I assume this is basically directed at me. 

I have never really said you do not know what you are talking about, you have some knowledge.  You have also admitted a lot has changed.  Even a year away from the tech world is almost a life time and you know it.  What I am trying to get across is the deal link you used to post so much, was filled with a lot of outdated computers with only a few decent ones in there.  But most if not all were refurbished.  Many with a CPU at least 2-3 years old some much older.  I mean like one guy is boasting here having bought one with a $399 video card, that's great but it is slower than a $150 video card from today.  Does that mean it sucks?  Nah not at all, but once again context is important. 
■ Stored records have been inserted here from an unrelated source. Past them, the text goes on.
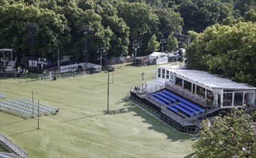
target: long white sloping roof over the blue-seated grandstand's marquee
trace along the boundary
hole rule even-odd
[[[177,69],[173,68],[172,65],[163,65],[158,68],[165,68],[166,70],[170,70],[171,72],[176,73],[183,78],[188,78],[188,81],[193,80],[195,82],[209,86],[210,88],[256,90],[256,88],[252,87],[251,85],[236,83],[230,79],[221,78],[217,75],[213,75],[205,71]]]

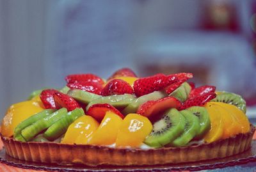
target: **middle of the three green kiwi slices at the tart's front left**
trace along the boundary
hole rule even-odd
[[[24,137],[26,141],[30,141],[38,133],[49,128],[53,123],[63,118],[63,116],[65,116],[67,113],[68,113],[67,109],[63,107],[58,111],[52,114],[49,114],[45,118],[35,121],[33,124],[29,125],[28,127],[26,127],[21,131],[22,137]]]

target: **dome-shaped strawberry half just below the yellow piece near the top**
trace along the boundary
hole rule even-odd
[[[113,79],[109,81],[101,91],[102,96],[124,95],[125,93],[132,94],[133,90],[130,84],[122,79]]]

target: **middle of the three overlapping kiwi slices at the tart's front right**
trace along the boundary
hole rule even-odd
[[[183,110],[180,113],[185,117],[186,125],[184,132],[172,143],[168,144],[174,147],[186,146],[200,130],[199,119],[191,111]]]

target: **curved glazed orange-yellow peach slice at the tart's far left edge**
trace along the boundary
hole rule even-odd
[[[42,104],[33,100],[13,104],[3,118],[1,134],[6,137],[13,136],[14,129],[20,122],[43,110]]]

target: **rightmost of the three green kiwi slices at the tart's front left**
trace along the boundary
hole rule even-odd
[[[84,115],[84,111],[82,108],[77,108],[77,109],[74,109],[73,111],[68,112],[66,116],[56,121],[56,123],[52,124],[51,127],[49,127],[44,132],[44,137],[49,141],[54,141],[55,139],[58,139],[58,137],[60,137],[62,134],[64,134],[67,131],[68,126],[73,121],[75,121],[77,118],[83,115]]]

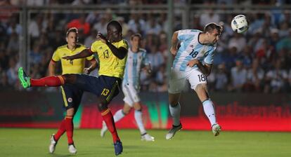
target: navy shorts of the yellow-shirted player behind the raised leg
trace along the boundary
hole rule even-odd
[[[74,108],[75,111],[79,108],[79,104],[82,100],[83,90],[80,90],[72,84],[65,84],[60,87],[63,96],[63,107],[65,109]]]

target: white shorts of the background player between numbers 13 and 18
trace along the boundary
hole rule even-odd
[[[134,107],[135,102],[141,101],[141,99],[138,96],[139,93],[138,88],[134,88],[134,86],[131,86],[130,84],[123,83],[122,91],[124,93],[123,101],[129,104],[130,107]]]

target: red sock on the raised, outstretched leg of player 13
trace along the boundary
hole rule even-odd
[[[65,80],[63,76],[48,76],[39,79],[30,79],[31,86],[49,86],[49,87],[56,87],[62,86],[65,84]]]

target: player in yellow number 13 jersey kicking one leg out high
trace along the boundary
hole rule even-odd
[[[97,34],[97,41],[93,42],[91,48],[82,50],[76,55],[63,57],[65,60],[74,62],[77,58],[89,57],[97,53],[100,60],[99,77],[84,74],[63,74],[61,76],[48,76],[46,78],[32,79],[22,67],[18,69],[18,77],[24,88],[30,86],[63,86],[66,83],[77,86],[77,88],[97,95],[98,109],[101,111],[103,121],[112,134],[115,147],[115,155],[122,153],[122,142],[117,135],[115,123],[108,104],[118,93],[118,86],[122,82],[125,64],[127,61],[127,41],[122,39],[122,26],[119,22],[112,20],[107,25],[107,38],[103,34]]]

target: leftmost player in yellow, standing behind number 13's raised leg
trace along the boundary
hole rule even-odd
[[[58,47],[58,49],[53,53],[53,57],[51,58],[51,62],[48,64],[48,75],[53,76],[56,75],[56,62],[60,61],[62,64],[62,74],[82,74],[83,71],[85,74],[89,74],[93,69],[97,67],[97,62],[93,55],[74,60],[70,62],[69,60],[64,60],[62,57],[64,55],[75,55],[80,51],[86,49],[85,46],[78,44],[78,29],[72,27],[67,30],[66,33],[66,41],[67,44],[64,46]],[[84,68],[86,60],[91,62],[91,66],[89,68]],[[75,148],[74,141],[72,139],[74,132],[74,124],[72,119],[79,108],[79,104],[82,100],[83,90],[80,90],[76,86],[72,86],[71,84],[65,84],[60,87],[63,95],[64,108],[66,109],[65,119],[60,123],[60,128],[58,128],[58,132],[51,136],[51,144],[49,146],[49,152],[53,153],[56,149],[56,144],[58,139],[63,135],[63,133],[67,133],[67,143],[69,144],[70,153],[77,153],[77,149]]]

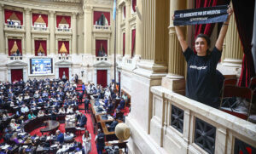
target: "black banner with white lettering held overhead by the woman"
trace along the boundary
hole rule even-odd
[[[227,9],[227,5],[220,5],[210,8],[176,10],[173,25],[187,26],[224,22],[229,15]]]

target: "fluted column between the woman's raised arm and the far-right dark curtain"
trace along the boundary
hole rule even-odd
[[[236,28],[235,15],[230,17],[230,25],[225,37],[223,66],[241,67],[242,48],[239,34]]]

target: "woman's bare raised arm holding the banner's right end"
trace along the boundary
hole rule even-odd
[[[219,35],[218,35],[218,39],[215,43],[215,47],[218,48],[218,50],[222,50],[223,47],[223,43],[224,43],[224,37],[226,36],[226,33],[228,31],[228,27],[229,27],[229,23],[230,23],[230,16],[233,13],[233,9],[231,9],[231,7],[227,10],[229,17],[228,20],[226,20],[226,22],[223,23],[220,31],[219,31]]]

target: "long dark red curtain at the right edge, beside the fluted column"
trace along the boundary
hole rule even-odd
[[[233,8],[236,18],[236,26],[243,48],[243,59],[241,66],[240,86],[248,87],[251,77],[255,76],[252,55],[253,39],[253,14],[255,1],[241,2],[233,0]]]

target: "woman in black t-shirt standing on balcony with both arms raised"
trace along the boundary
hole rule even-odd
[[[183,49],[185,60],[188,63],[186,96],[216,108],[219,106],[216,67],[221,58],[224,37],[228,30],[233,9],[230,8],[227,12],[229,14],[228,20],[223,23],[212,51],[209,50],[211,45],[210,38],[205,34],[199,34],[195,39],[195,54],[193,50],[189,48],[181,27],[175,26],[178,41]],[[174,20],[174,16],[172,16],[172,20]]]

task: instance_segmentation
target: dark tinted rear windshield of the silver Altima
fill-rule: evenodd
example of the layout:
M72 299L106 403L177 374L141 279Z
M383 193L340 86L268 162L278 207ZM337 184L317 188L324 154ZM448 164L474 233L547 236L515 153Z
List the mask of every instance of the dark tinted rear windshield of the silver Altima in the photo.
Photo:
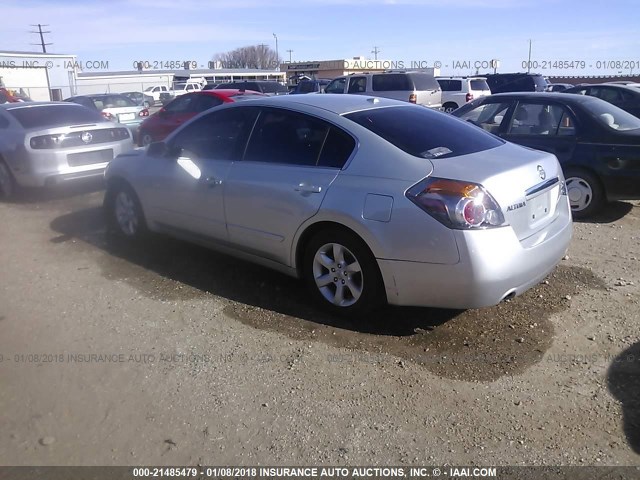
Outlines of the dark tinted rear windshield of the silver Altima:
M363 110L345 117L421 158L456 157L504 143L451 115L418 106Z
In other words I think you are dishing out a lot of advice with out any context.  People will take your advice and assume one thing that may be in fact another.  SOME of those think stations were good value, in fact in one thread I even pointed out a couple.  MANY of them were actually NOT a great value for a main rig.  Might be good for a side task type  machine (shipping/vinyl machine/etc). 

When someone looks at a car today they wonder does it have remote start, and Bluetooth.  When they go to Lexus and pick up that certified used car they probably quickly compare it's options with what a new car has today.  When you are giving out computer advice it's probably important to qualify what they AREN'T getting with some of those machines, since a lot of these people don't know any better.  I know at one point I didn't even see a single Sata III machine in the list.  I haven't looked since this last chat about it but that's just one example.  I remember the but they have great processors argument, like 2 computers in the list had great processors at one point.  I mean how good is a processor that a desktop quad core from 5 years ago is still faster than it?

Context!!!!!!!!!
Title: Re: New PC...Custom or Stock
Post by: mk162 on December 14, 2012, 08:53:49 AM
My opinion is go with the used Thinkstation, but buy a decent one.  This is only my opinion, but I am of course the world's leading expert on my opinion.